It is also down to this Government that families are having to consider the prospect of rising energy bills alongside other things that will hit their household budgets hard, particularly the very large rise in national insurance scheduled for April this year. Let us not forget that this tax rise will see the poorest subsidising the wealthiest, the north subsidising the south and the young subsidising the old. So with inflation soaring and energy inflation of particular concern, I put it simply to Conservative and SNP colleagues that action is essential. Despite the unholy alliance of Conservative and SNP Members ranged against the motion today, I put it to them that it is a question of how, not if, the Government should intervene.
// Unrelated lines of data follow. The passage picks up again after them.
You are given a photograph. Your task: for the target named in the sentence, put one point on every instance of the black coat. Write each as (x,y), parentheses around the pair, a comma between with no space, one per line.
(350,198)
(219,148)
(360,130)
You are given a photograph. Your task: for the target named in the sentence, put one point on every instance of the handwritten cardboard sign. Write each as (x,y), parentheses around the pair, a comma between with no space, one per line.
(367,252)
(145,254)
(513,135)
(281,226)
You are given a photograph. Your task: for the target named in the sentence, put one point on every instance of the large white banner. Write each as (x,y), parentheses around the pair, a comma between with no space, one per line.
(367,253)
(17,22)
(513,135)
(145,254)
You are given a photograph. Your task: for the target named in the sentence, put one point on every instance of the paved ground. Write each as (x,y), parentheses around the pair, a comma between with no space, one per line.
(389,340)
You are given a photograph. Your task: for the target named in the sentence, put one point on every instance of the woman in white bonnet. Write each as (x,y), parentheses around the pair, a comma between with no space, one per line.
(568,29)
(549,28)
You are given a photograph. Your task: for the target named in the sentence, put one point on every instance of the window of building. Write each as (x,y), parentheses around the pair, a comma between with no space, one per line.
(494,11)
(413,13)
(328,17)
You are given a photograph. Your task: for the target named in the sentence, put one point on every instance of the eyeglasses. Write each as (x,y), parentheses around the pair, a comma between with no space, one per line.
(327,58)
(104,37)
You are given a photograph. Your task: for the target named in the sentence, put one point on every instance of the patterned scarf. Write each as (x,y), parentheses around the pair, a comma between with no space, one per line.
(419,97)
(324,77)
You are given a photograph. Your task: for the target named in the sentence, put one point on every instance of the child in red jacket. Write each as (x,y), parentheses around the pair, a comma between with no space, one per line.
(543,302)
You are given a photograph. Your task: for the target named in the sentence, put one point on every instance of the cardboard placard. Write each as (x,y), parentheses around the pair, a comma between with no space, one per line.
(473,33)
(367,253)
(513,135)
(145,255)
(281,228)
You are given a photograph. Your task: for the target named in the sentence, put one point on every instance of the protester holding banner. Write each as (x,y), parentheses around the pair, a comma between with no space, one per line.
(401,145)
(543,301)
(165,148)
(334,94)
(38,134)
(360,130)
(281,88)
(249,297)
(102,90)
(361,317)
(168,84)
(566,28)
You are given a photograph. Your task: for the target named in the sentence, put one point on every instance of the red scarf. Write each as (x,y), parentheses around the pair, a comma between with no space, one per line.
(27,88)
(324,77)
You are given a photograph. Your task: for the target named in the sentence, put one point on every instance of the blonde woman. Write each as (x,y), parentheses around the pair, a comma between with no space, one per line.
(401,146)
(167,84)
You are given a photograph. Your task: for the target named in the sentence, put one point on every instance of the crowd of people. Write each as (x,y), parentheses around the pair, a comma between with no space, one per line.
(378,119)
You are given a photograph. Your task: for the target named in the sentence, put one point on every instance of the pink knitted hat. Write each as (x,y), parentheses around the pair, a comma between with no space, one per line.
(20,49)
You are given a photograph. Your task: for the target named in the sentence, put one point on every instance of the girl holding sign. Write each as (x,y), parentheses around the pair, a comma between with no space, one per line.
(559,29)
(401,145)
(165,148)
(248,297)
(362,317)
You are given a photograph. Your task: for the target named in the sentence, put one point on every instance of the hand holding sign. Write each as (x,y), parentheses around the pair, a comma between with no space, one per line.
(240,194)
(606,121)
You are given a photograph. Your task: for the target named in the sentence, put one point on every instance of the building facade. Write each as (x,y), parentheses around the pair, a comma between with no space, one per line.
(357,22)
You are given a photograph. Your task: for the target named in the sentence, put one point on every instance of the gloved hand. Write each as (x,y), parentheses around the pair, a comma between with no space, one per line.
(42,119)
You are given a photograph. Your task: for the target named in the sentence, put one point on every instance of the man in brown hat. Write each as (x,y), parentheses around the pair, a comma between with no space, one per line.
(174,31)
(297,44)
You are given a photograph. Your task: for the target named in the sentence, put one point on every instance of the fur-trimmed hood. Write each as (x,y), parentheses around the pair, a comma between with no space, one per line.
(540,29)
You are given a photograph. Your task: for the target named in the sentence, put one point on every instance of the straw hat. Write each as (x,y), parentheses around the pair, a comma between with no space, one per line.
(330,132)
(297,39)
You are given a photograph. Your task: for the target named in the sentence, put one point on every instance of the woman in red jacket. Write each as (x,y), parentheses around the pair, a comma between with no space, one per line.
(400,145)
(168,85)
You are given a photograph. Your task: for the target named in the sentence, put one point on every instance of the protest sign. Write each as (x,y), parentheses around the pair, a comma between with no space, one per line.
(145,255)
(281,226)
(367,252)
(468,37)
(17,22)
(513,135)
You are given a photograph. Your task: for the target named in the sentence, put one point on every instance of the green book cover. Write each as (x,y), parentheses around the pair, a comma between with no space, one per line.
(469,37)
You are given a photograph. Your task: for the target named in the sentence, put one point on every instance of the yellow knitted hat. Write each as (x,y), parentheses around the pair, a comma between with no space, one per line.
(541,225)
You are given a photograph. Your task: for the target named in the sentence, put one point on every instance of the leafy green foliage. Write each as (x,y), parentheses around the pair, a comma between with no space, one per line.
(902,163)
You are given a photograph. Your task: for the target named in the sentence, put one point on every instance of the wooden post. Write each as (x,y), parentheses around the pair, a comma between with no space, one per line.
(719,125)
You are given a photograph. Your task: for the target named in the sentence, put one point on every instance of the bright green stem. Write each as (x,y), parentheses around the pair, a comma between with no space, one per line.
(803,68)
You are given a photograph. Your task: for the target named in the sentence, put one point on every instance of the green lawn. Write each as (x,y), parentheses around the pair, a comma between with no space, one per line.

The Labour plan would save everybody at least £200 off their energy bills. Those who are most vulnerable would receive £600. That most vulnerable group would include all working families with children claiming universal credit and all pensioners in the savings credit group of pension credit. We would pay for that by levying a windfall tax for 12 months on profits from North sea oil and gas companies. We can do this, and we need to do this because, as my right hon. Friend the Member for Doncaster North (Edward Miliband) said in opening the debate, given the scale of the challenge, we need to maximise the resources available to alleviate it. In today’s debate we have heard an overwhelming case for that, including in the speeches from my hon. Friends behind me.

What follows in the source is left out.